In fact once the formulas in cells E5, M5 and U5 are inserted, all the others can be generated by (1) highlighting range E5:K2004 and pressing** Ctrl-R** and then** Ctrl-D**, (2) highlighting range M5:S2004 and pressing **Ctrl-R** and then **Ctrl-D** and (3) highlighting range U5:AA2004 and pressing **Ctrl-R** and then **Ctrl-D**.
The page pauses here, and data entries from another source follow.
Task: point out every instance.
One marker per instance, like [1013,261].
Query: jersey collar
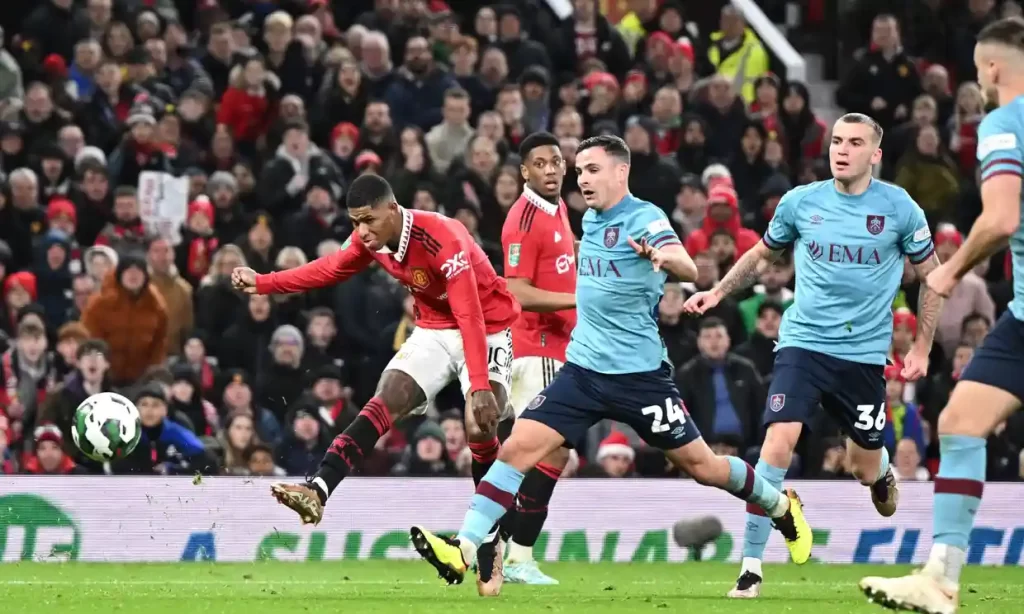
[540,202]
[407,232]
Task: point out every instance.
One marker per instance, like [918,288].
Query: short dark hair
[1008,32]
[456,93]
[859,118]
[369,190]
[322,312]
[611,144]
[125,190]
[538,139]
[31,329]
[711,322]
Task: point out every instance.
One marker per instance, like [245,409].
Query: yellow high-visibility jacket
[743,66]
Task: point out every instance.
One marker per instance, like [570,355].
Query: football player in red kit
[540,266]
[463,316]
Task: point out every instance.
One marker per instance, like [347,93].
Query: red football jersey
[451,278]
[539,246]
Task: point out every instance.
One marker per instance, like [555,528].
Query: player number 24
[866,422]
[672,411]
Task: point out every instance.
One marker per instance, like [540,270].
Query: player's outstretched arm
[745,272]
[537,300]
[331,269]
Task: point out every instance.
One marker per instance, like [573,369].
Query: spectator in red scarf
[126,231]
[199,243]
[248,106]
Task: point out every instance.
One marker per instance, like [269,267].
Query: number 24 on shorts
[866,422]
[672,411]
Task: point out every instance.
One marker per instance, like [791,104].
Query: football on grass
[107,427]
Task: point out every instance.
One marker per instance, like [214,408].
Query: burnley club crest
[611,236]
[876,223]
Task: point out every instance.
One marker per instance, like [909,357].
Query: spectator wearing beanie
[88,378]
[177,294]
[130,315]
[970,296]
[281,382]
[139,150]
[723,212]
[248,107]
[652,177]
[19,290]
[48,456]
[229,223]
[195,254]
[125,231]
[165,447]
[53,274]
[287,177]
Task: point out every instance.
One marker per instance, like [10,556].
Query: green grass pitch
[404,587]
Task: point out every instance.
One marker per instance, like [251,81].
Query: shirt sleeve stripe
[927,248]
[926,255]
[771,243]
[997,161]
[666,239]
[1013,172]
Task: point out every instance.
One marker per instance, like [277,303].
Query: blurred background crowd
[268,108]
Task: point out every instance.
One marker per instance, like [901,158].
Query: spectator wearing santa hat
[615,456]
[48,457]
[970,296]
[194,254]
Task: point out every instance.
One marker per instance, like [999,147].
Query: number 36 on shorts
[867,420]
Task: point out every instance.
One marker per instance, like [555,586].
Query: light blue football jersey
[1000,151]
[848,256]
[617,292]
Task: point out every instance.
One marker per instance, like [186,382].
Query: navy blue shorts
[999,359]
[852,393]
[649,402]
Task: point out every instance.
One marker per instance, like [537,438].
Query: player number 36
[867,422]
[672,411]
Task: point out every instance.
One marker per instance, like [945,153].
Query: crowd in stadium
[269,108]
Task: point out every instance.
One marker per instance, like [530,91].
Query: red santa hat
[61,207]
[201,205]
[615,444]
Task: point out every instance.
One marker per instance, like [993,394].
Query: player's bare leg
[973,412]
[737,478]
[481,435]
[530,512]
[776,455]
[397,394]
[871,469]
[529,442]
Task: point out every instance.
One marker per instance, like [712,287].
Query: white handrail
[796,68]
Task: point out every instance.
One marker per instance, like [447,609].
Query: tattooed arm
[929,305]
[748,269]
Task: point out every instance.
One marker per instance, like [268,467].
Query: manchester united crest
[876,223]
[420,278]
[611,236]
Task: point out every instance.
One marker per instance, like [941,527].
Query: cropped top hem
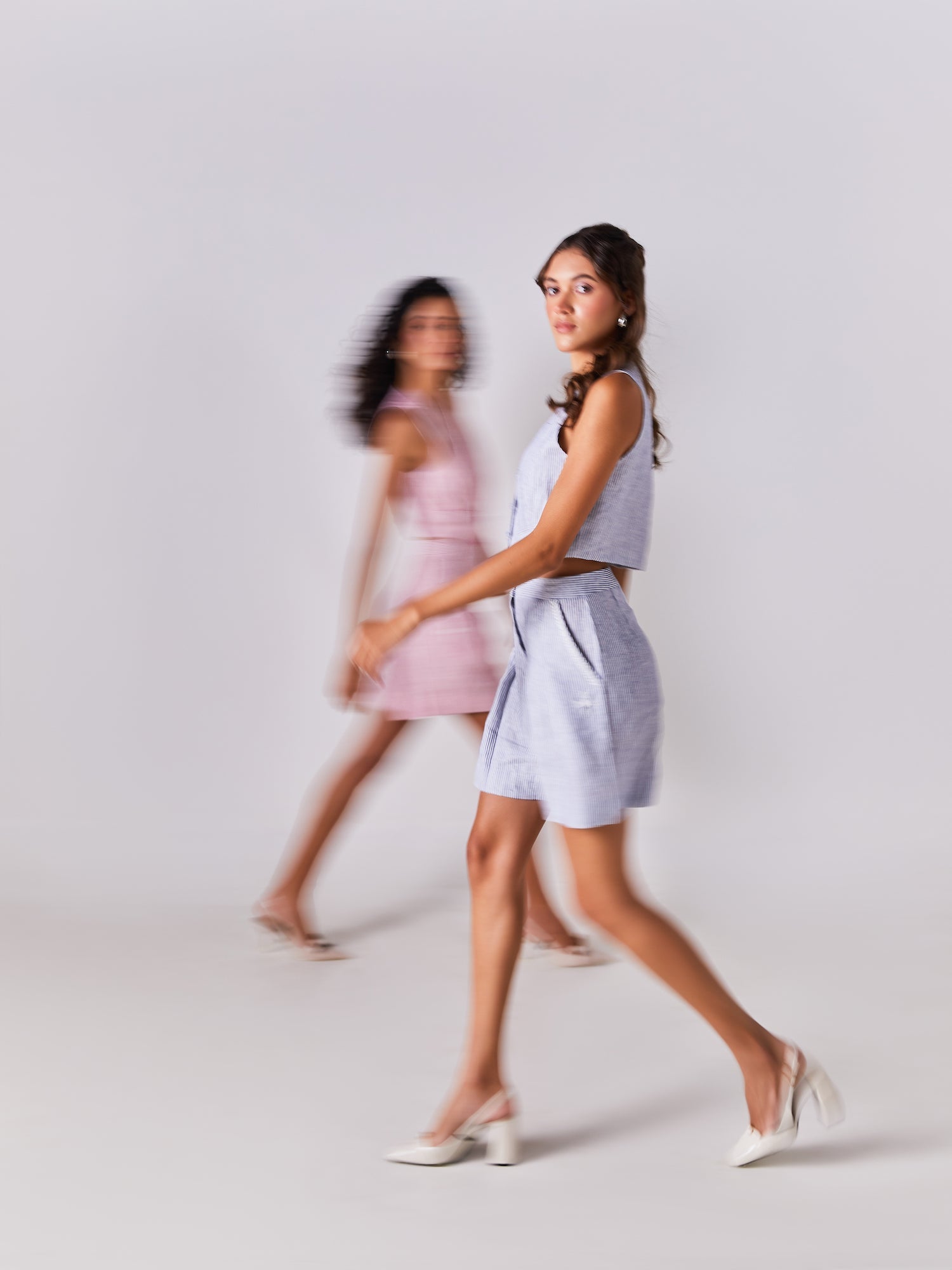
[619,528]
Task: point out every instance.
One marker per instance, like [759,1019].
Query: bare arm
[609,426]
[398,448]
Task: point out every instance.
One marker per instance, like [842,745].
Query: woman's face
[432,336]
[582,309]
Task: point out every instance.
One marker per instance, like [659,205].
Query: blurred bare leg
[282,901]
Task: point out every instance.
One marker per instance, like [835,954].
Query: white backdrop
[200,200]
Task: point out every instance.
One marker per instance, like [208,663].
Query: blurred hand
[375,639]
[343,683]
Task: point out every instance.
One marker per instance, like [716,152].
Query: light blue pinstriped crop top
[619,528]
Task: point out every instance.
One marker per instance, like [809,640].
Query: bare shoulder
[614,408]
[397,435]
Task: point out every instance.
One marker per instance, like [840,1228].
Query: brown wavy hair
[620,262]
[371,373]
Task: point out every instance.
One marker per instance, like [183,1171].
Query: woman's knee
[609,909]
[493,862]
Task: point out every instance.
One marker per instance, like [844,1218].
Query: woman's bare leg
[282,900]
[541,919]
[499,845]
[607,897]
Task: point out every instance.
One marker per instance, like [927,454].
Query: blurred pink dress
[444,669]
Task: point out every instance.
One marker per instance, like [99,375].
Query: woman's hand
[373,641]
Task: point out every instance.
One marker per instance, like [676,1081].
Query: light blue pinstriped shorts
[577,721]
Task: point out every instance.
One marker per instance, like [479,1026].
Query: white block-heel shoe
[812,1083]
[817,1085]
[502,1140]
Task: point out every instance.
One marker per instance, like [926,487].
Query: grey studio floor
[176,1097]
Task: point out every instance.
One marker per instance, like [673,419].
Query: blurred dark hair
[373,374]
[620,262]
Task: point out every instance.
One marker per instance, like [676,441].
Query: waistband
[563,589]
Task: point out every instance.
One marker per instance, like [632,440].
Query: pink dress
[444,669]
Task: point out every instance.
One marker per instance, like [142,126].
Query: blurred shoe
[817,1085]
[502,1140]
[579,952]
[312,948]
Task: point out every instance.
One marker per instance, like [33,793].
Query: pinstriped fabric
[577,721]
[619,528]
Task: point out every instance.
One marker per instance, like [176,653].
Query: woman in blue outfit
[574,730]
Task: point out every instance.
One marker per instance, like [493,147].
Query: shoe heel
[503,1142]
[830,1104]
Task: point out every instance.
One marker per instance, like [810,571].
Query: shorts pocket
[579,631]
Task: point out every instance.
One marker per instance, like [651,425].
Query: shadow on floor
[393,919]
[625,1122]
[845,1151]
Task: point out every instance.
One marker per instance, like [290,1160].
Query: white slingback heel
[502,1140]
[812,1084]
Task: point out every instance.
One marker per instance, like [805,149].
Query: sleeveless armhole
[645,408]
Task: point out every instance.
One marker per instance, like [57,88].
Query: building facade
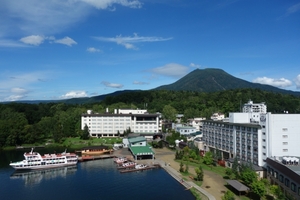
[111,124]
[254,135]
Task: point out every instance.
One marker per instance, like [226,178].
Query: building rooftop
[136,139]
[290,162]
[142,150]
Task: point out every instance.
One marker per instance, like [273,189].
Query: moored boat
[140,166]
[96,150]
[128,164]
[120,160]
[34,160]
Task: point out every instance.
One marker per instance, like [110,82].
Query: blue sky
[59,49]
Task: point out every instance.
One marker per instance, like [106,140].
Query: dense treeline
[35,123]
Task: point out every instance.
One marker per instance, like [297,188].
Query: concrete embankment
[188,184]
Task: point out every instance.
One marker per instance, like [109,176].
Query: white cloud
[195,65]
[74,94]
[171,69]
[297,81]
[16,94]
[93,50]
[66,40]
[293,9]
[19,17]
[35,40]
[109,3]
[128,41]
[140,83]
[14,97]
[15,86]
[11,43]
[112,85]
[282,82]
[19,90]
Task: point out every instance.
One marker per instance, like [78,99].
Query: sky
[61,49]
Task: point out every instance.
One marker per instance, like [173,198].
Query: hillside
[214,80]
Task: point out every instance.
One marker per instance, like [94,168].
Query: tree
[208,158]
[277,192]
[228,195]
[199,173]
[85,134]
[258,188]
[235,168]
[229,173]
[248,176]
[186,168]
[169,113]
[181,169]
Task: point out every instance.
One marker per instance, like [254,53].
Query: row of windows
[285,180]
[243,128]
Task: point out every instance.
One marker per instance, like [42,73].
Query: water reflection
[34,177]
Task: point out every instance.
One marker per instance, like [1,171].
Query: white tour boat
[34,160]
[120,160]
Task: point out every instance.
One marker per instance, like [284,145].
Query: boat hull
[44,166]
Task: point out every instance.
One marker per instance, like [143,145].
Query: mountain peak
[214,80]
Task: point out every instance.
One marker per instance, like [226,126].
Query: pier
[142,169]
[99,157]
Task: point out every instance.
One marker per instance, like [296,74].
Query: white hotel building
[110,124]
[254,135]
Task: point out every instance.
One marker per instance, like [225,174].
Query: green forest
[24,123]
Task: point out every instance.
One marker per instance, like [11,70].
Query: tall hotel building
[254,135]
[110,124]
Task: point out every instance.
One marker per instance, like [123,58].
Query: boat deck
[155,166]
[88,158]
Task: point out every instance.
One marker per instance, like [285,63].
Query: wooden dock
[89,158]
[142,169]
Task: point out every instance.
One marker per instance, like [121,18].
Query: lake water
[97,179]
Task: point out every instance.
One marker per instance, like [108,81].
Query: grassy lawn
[74,143]
[77,142]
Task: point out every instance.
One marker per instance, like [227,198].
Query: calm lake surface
[97,179]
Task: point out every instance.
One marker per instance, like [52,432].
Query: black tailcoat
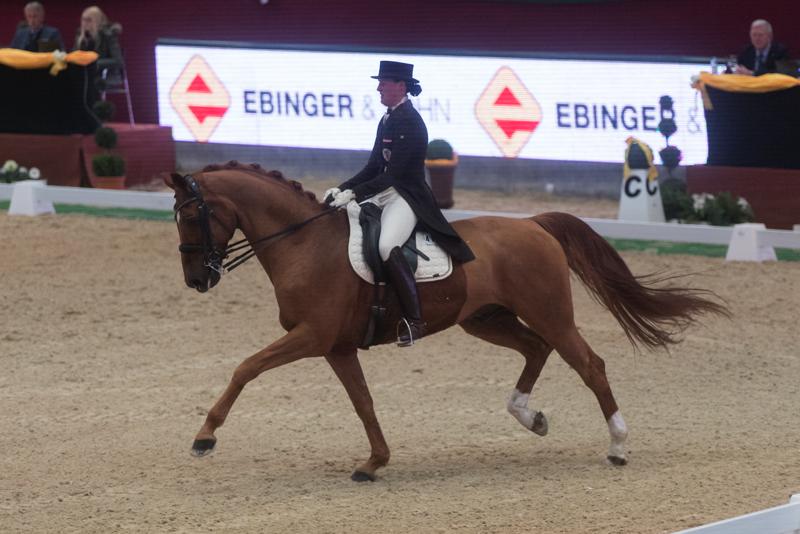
[398,160]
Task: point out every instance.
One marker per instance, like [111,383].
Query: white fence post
[746,245]
[26,199]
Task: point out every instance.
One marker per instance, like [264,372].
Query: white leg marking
[532,420]
[619,433]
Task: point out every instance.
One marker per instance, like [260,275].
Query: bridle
[213,257]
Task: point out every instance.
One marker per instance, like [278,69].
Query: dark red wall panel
[648,27]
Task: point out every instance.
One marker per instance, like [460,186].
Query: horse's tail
[648,314]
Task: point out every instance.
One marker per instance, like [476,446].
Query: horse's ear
[175,181]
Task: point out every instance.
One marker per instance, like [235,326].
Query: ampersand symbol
[367,112]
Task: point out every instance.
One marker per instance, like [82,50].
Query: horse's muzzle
[203,284]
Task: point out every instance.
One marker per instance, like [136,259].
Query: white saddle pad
[437,268]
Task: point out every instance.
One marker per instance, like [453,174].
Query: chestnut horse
[515,294]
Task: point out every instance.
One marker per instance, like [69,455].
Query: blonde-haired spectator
[97,35]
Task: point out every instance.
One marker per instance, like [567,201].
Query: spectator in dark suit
[32,34]
[760,55]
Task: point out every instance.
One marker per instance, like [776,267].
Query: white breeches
[397,220]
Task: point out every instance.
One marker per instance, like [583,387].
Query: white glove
[330,194]
[343,198]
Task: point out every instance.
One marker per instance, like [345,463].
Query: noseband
[213,256]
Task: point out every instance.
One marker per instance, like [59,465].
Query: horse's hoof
[539,424]
[361,476]
[201,447]
[617,460]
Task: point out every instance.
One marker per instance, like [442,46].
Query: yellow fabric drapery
[57,61]
[742,84]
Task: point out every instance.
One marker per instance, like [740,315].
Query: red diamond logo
[199,98]
[508,112]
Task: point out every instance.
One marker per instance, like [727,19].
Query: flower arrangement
[12,172]
[722,209]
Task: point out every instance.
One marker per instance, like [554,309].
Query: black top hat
[397,71]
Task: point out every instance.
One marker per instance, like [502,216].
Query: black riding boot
[412,328]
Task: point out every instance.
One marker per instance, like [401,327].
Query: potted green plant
[108,168]
[441,161]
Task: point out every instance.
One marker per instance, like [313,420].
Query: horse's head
[206,224]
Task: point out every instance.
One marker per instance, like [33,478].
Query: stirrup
[403,322]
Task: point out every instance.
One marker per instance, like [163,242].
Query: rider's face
[392,91]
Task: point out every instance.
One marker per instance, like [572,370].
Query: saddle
[428,261]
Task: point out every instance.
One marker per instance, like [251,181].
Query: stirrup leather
[406,342]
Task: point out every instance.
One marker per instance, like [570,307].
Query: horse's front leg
[347,367]
[297,344]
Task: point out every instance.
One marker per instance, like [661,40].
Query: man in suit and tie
[761,54]
[33,35]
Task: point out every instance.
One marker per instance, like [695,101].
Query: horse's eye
[179,217]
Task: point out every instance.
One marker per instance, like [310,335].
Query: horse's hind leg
[347,367]
[591,368]
[501,327]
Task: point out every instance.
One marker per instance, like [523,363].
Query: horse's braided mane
[255,168]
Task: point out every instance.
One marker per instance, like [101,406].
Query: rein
[212,256]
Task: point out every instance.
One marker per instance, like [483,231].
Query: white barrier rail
[746,242]
[784,519]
Next we need to calculate the values of the correlation coefficient for each bootstrap sample pair. This can be done by inserting the formula =CORREL(M5:S5,U5:AA5) in cell AC5, highlighting the range AC5:AC2004 and pressing **Ctrl-R** and **Ctrl-D**. The result is 2,000 correlation coefficients in range AC5:AC2004. We can now create a frequency table and histogram of these values, as shown in Figure 2.

**Figure 2 – Frequency table and histogram**

We observe that the bootstrap correlations are not normally distributed. We also observe that the total number of samples (cell AG32) doesn’t come out to 2,000 as expected. This is because one of the pairs of bootstrapped samples has zero standard deviation (since all the sample values are the same) and so the correlation coefficient is undefined.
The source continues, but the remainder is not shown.